If You Happy, I'm Happy

3.8K 364 17
                                    

"Nih Bil, private marriage party at my home tommorow," Sava mengulurkan kartu undangan berwarna silver sambil berbisik di telinga Sabil. Senyum muncul di bibirnya, "Ecie, akhirnya jadi juga. Oh, Anny udah lo kasih, 'kan?"

Sava menaik turunkan alisnya kemudian mengangguk. "Udah lah, jangan lupa dandan yang cantik ya."

Sabil pun mengulurkan jempolnya pada Sava. "Pasti."

Setelah itu Sabil meraih ranselnya dan mengaitkannya di bahu kiri. Ia menatap ponselnya kemudian kembali tersenyum, Satria sudah menunggu di parkiran. Sabil pun mempercepat langkahnya, setengah berlari menuju parkiran.
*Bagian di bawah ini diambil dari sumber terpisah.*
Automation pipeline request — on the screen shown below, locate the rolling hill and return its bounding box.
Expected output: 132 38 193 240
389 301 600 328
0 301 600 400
Satria berdiri di sana, bersandar di mobil sedan hitamnya. Posisi yang membuat lutut para gadis lemas; bersandar dengan kedua tangan di masukkan ke dalam saku dan pandangan lurus ke depan. Saat menyadari keberadaan Sabil, lelaki itu mendongak, mengeluarkan tangan kanannya dan melambaikannya ke arah Sabil.

Tersenyum kecil, Sabil mendekati Satria. "Hei? Maaf ya lama, oh ya nanti anterin ak- eh gue ke butik ya?"

Alis kiri Satria mengangkat dengan senyum kecil di bibirnya, dia mengulurkan tangan dan mengusap kepala Sabil lembut. "Oke, aku anterin." Satria tersenyum lebih lebar dan mencubit kedua pipi Sabil, gemas.

Kedua pipi Sabil menggembung, "Nyebelin! Udah ah ayo pulang! A-ku laper." Sabil langsung berlari dan membuka pintu penumpang dengan cepat, menutup wajahnya yang memerah sempurna.

Satria langsung tersenyum, sedikit demi sedikit mereka menjadi semakin dekat.

* * *

"Nona, ini undangan dari Hanum Herdian," Hans datang dengan sebuah undangan silver. Yolanda yang awalnya tengah memeriksa file biru langsung mendongak, dibukanya kartu tersebut dan sedetik kemudian dia langsung menggebrak meja. "Apa-apaan ini?" Pekiknya tertahan.

"Undangan pernikahan anak mereka, nona." Hans menjelaskan, "Masih belum dikonfirmasi siapa. Karena keluarga Herdian benar-benar menutupnya rapat-rapat."

Undangan tersebut langsung dibuang ke sembarang arah. Air matanya telah menggenang, "Cari tahu dan persiapkan gaun untukku gunakan besok."

Hans mengangguk, menatap punggung nona mudanya perlahan menjauh dan kemudian suara pintu tertutup. Dia menghela, memungut kembali undangan yang berada di lantai. Setelahnya undangan itu dilipat kembali dan di masukkan ke dalam saku jasnya.

Tak ada yang boleh memilikinya kecuali dia.

"Mungkin lebih baik aku tak memberitahunya," Hans melirih. Seharusnya mungkin memang dia tak memberitahu nonanya, namun akan lebih buruk jika nonanya tahu dari orang lain. Hans menghela napas kemudian melangkah mengikuti Yolanda.

* * *

Hari sabtu dan Sabil telah bersiap dengan gaun berwarna putih berenda dan lengan panjang. Rambutnya tergerai dan dibuat keriting alami, Sabil menambahkan jepit kupu-kupu untuk menghiasi rambutnya. Setelah membubuhkan sedikit make up dan menyemprotkan minyak wangi, dia berputar beberapa kali. Setelah merasa sempurna baru lah ia meraih tas hitamnya dan berjalan keluar kamar.

Taksi pesanannya sudah tiba, Satria tentunya sibuk dengan pesta adiknya membuatnya tak dapat menjemput Sabil. Pun Sabil tak menginginkannya, mengingat itu hanya akan membuang waktu.

Setelah mengucapkan tujuannya dia pun kembali membuka ponselnya, membalas pesan singkat dari Satria.

Sekitar satu jam kemudian dia baru sampai di depan rumah keluarga Herdian. Rumah itu terlihat ramai dengan beberapa mobil mewah yang berjajar rapi. Sabil langsung berjalan ke taman belakang, di mana pesta akan berlangsung.